Ironwood’s Staggering Performance: 42.5 Exaflops of Inference Power

Ironwood’s Staggering Performance: 42.5 Exaflops of Inference Power
  • calendar_today August 17, 2025
  • Technology

In a significant stride towards the future of artificial intelligence, Google has unveiled its latest custom-designed processor: As the seventh evolution of its Tensor Processing Unit design, Google introduced the Ironwood TPU. The new chip has been engineered to handle Google’s most advanced Gemini models’ increasing computational needs, which require complex reasoning abilities that Google terms as “thinking.”

Google consistently emphasizes how its complex AI models work hand in hand with their precisely engineered infrastructure. Ironwood proves to be a central element within this system by delivering substantial increases in inference speed and broader contextual understanding for these advanced AI models. The company touts Ironwood as their most scalable and powerful TPU to date to establish a new age where AI systems can actively interact with users by autonomously finding information and producing relevant responses. Google embraces a proactive user-centered approach as the foundation of “agentic AI,” while Ironwood stands as the critical force propelling this “age of inference.”

Ironwood: Powering the Next Generation of AI

Ironwood achieves significant throughput improvements when compared to earlier TPU models. Google’s deployment strategy aims to build gigantic clusters with liquid cooling systems that contain as many as 9,216 Ironwood chips. The new upgraded Inter-Chip Interconnect (ICI) enables vast computational arrays to perform efficient seamless data transfers at high bandwidth throughout the system.
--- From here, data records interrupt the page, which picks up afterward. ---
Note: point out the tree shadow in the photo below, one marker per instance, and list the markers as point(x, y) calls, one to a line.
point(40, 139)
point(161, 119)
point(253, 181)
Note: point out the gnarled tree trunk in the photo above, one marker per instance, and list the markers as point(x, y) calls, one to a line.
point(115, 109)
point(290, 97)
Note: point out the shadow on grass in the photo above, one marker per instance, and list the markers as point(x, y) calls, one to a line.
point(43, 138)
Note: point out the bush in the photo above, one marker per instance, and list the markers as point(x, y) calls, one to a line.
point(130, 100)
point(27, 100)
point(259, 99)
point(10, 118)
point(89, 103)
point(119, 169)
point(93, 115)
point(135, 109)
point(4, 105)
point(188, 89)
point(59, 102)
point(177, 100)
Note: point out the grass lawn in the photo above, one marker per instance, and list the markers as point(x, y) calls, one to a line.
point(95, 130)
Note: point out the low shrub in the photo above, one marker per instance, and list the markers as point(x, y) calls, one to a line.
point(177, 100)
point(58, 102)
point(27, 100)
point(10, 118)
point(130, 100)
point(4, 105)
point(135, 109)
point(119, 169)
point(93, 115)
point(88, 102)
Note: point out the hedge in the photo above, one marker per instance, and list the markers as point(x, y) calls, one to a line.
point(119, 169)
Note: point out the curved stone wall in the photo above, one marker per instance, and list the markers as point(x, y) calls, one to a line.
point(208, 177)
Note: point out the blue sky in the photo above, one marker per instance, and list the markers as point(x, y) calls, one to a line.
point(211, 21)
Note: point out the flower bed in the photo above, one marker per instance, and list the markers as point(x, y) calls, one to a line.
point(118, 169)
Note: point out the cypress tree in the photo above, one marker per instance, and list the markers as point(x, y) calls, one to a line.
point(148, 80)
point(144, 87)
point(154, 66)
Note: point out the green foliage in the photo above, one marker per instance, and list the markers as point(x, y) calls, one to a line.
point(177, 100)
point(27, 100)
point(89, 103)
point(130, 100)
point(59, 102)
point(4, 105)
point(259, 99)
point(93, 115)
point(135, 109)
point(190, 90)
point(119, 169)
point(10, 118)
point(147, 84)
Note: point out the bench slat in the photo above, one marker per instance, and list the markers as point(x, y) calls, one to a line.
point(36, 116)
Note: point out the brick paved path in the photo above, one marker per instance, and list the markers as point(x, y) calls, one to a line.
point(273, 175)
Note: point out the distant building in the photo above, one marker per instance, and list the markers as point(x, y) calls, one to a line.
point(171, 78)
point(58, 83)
Google will provide access to this powerful processing capability for both its internal R&D teams and external cloud-based developers. Ironwood will be available in two distinct configurations: Ironwood provides two distinct configurations including a 256-chip server capable of handling moderate AI workloads and a massive 9,216-chip cluster designed for the most challenging AI tasks.

The fully configured Ironwood pod demonstrates incredible processing power by achieving 42.5 Exaflops of inference computing. Each Ironwood chip achieves a peak performance of 4,614 TFLOPs, which represents a major improvement over earlier TPU versions, as Google states. The memory architecture has experienced a significant upgrade, leading to each Ironwood chip containing 192GB of memory, which represents a sixfold improvement from the memory capacity of the Trillium TPU. The memory bandwidth has increased four and a half times, reaching a remarkable speed of 7.2 Tbps.
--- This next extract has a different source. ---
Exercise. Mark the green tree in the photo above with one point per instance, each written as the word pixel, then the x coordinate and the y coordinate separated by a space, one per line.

Decoding the Performance Metrics

Performance evaluations of AI chips require careful analysis because benchmarking methods vary widely. Google evaluates Ironwood’s performance mainly using FP8 precision as its standard measurement. Google claims its Ironwood “pods” achieve a 24 times faster performance than segments of leading supercomputers, but consumers should approach this statement carefully since many of those supercomputers do not have native FP8 hardware capability.

Google excluded its TPU v6 (Trillium) hardware when presenting direct performance comparisons. Google claims that Ironwood delivers double the performance per watt efficiency when compared with its previous v6 iteration. The company spokesperson explained that Ironwood functions as the successor to TPU v5p while Trillium serves as the upgrade from the less powerful TPU v5e. Trillium hardware reached peak processing levels of around 918 TFLOPS under FP8 precision settings.

The Implications for the Future of AI

Despite the inherent complexities in benchmarking AI hardware, the underlying message is clear: Google’s AI infrastructure capabilities have significantly advanced with the development of Ironwood. The robust foundation of previous TPU generations has enabled rapid development in advanced models like Gemini 2.5, which Ironwood’s enhanced speed and efficiency now build upon.

Google expects Ironwood’s advanced inference capabilities and improved efficiency to create groundbreaking developments in artificial intelligence throughout the upcoming year. Ironwood delivers essential computational resources to build advanced models and true agentic capabilities, making it a crucial force in Google’s vision of the “age of inference,” where AI takes on a proactive and intelligent role in our digital world.